教育

母校の自慢行事 第35回
湖西市立

知波田小学校

(2015年5月21日号掲載)

知波田太鼓だ、ドドンがドン!

入学式で新1年生を前に演奏する5・6年生たち。式典会場に祭ばやしが響き渡った

4月6日、知波田小学校の入学式。厳かな雰囲気が漂う式典会場に、突如、大太鼓が鳴り響きました。続いて、篠笛の幽玄な音色。新1年生を歓迎すべく、同校伝統の「知波田太鼓」が始まったのです。

演奏しているのは、オレンジ色の法被を羽織った子どもたち。5・6年生からなる、音楽部員ら約45人です。部員たちは毎年、新1年生に歓迎の演奏を披露し、入学をお祝いしています。

知波田太鼓の活動が始まったのは、今から約20年前。同校の卒業生で、かつて音楽大学の教授を務めていた山本文茂さんが、母校のために祭ばやしをもとにした曲「うるわし」を作曲したのがきっかけです。

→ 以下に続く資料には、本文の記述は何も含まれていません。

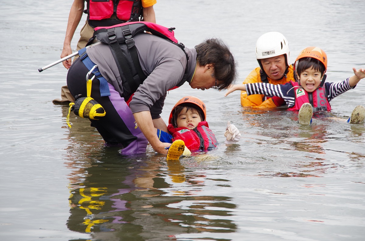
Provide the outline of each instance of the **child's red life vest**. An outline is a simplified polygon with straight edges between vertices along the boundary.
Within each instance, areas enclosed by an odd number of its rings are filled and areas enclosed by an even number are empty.
[[[199,122],[198,126],[193,130],[184,127],[175,128],[171,124],[169,125],[167,129],[172,134],[173,141],[182,140],[191,151],[210,151],[219,144],[206,121]]]
[[[290,81],[294,86],[295,100],[294,106],[288,109],[288,110],[298,111],[304,103],[310,103],[313,109],[313,112],[322,110],[329,111],[331,110],[331,105],[327,99],[326,87],[320,86],[313,92],[308,92],[303,87],[299,85],[297,82]]]

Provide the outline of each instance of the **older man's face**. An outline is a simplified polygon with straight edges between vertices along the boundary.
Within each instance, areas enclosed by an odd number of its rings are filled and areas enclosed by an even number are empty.
[[[260,59],[264,71],[269,78],[277,80],[281,79],[287,68],[284,55]]]
[[[215,77],[213,77],[214,68],[207,68],[204,66],[197,67],[194,77],[189,83],[192,88],[204,90],[215,86],[216,83],[218,84],[219,81],[216,82]]]

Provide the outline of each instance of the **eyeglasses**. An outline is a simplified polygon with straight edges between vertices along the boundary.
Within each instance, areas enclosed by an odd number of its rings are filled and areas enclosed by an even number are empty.
[[[217,86],[217,78],[215,78],[215,83],[214,83],[214,85],[212,86],[212,89],[214,89],[215,90],[218,90],[219,88],[219,86]]]

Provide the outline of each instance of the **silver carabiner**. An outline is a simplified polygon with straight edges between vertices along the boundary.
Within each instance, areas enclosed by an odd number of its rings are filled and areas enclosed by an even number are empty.
[[[94,75],[94,76],[93,76],[92,77],[91,77],[91,79],[89,78],[89,76],[90,76],[90,75],[91,74],[91,72],[93,71],[95,69],[95,68],[96,68],[97,67],[97,66],[95,64],[95,65],[94,66],[94,67],[93,67],[92,68],[91,68],[91,69],[90,70],[90,71],[89,71],[88,72],[88,73],[86,74],[87,82],[89,80],[92,81],[95,78],[95,75]]]

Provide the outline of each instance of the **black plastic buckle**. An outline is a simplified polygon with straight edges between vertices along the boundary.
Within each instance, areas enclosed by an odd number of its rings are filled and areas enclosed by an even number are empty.
[[[130,41],[132,42],[129,43]],[[132,38],[130,39],[126,39],[126,43],[127,44],[127,46],[128,47],[128,49],[129,49],[134,46],[134,40]]]
[[[115,31],[114,30],[108,32],[108,37],[110,40],[113,40],[116,37],[115,35]]]
[[[124,35],[124,37],[126,39],[128,39],[132,37],[132,31],[131,31],[131,29],[129,28],[125,29],[123,30],[123,35]]]

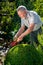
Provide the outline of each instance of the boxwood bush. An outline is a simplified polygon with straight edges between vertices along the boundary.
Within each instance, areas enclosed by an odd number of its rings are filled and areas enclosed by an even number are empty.
[[[42,65],[41,55],[33,45],[18,44],[9,50],[4,65]]]

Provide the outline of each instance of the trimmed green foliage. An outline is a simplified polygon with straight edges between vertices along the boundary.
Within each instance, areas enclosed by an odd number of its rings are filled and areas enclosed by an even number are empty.
[[[41,65],[41,55],[33,45],[19,44],[9,50],[5,65]]]

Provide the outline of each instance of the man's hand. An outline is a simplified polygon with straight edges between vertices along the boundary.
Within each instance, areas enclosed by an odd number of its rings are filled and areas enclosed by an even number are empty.
[[[22,40],[23,40],[23,36],[22,35],[17,38],[17,42],[20,42]]]

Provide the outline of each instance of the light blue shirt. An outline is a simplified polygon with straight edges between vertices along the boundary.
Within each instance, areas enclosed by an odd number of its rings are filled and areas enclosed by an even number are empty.
[[[26,18],[21,19],[21,26],[25,25],[29,28],[33,23],[35,24],[33,31],[38,30],[42,25],[40,16],[35,11],[27,11]]]

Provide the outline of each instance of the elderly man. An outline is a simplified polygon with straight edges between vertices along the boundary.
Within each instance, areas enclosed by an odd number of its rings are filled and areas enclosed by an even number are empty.
[[[14,39],[17,38],[17,42],[20,42],[26,35],[30,34],[30,43],[36,42],[38,44],[37,34],[42,25],[40,16],[34,11],[28,11],[23,5],[17,8],[17,14],[21,18],[21,27]],[[27,30],[24,32],[25,26]]]

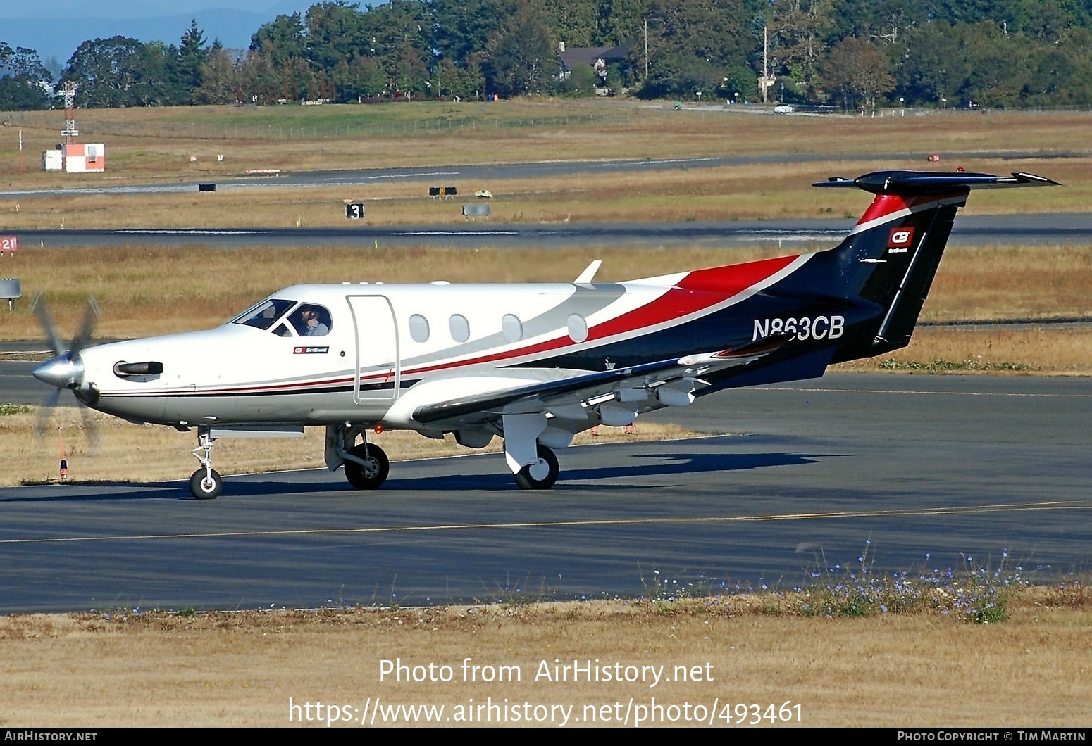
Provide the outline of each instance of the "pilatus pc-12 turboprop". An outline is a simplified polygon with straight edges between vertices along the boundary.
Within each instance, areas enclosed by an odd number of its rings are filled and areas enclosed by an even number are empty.
[[[387,479],[387,455],[367,440],[380,429],[453,433],[472,448],[499,435],[515,483],[545,490],[554,449],[595,424],[905,347],[971,190],[1056,183],[831,178],[815,185],[876,196],[829,251],[628,282],[594,282],[596,261],[566,284],[296,285],[207,332],[87,347],[87,323],[67,351],[39,305],[57,357],[34,375],[131,422],[197,430],[199,498],[223,486],[217,437],[305,425],[327,426],[327,466],[358,490]]]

昨年の多目的センター祭りの様子。オレンジの法被は代々、先輩から受け継いで使っている

放課後に練習を行う部員たち。地域の人に演奏技術を教わることもある

自分の体よりも大きな太鼓を、力強く打ち鳴らす

部員たちは週に2回、音楽室に集まって練習に励みます。パートは大・中・小の太鼓と篠笛。巨大な太鼓を演奏するには、それなりの経験が必要です。大太鼓を担当する島野銀司郎君(6年)は「全身を使って腕を思いっきり動かすのがコツ。いい音が出ると気持ちいいです」と話します。

篠笛は太鼓よりも難易度が高い楽器。普段使っているリコーダーとは一味違った演奏技術が求められます。演奏が上手な子どもは、ソロパートに任命。観客の視線を一身に集めるソロは、部員たちのあこがれの的です。

ソロ担当の金田梢さん(6年)は「指の使い方や息の吹き方は、上級生たちに教えてもらいました。今年は私たち6年生が下級生に演奏を教えて、伝統をつなげていきたいです」と抱負を語ります。

部員たちは7月に湖西市の音楽科発表会、10月に多目的センター祭りで演奏予定。子どもたちが奏でる邦楽を、地域の人たちも楽しみにしています。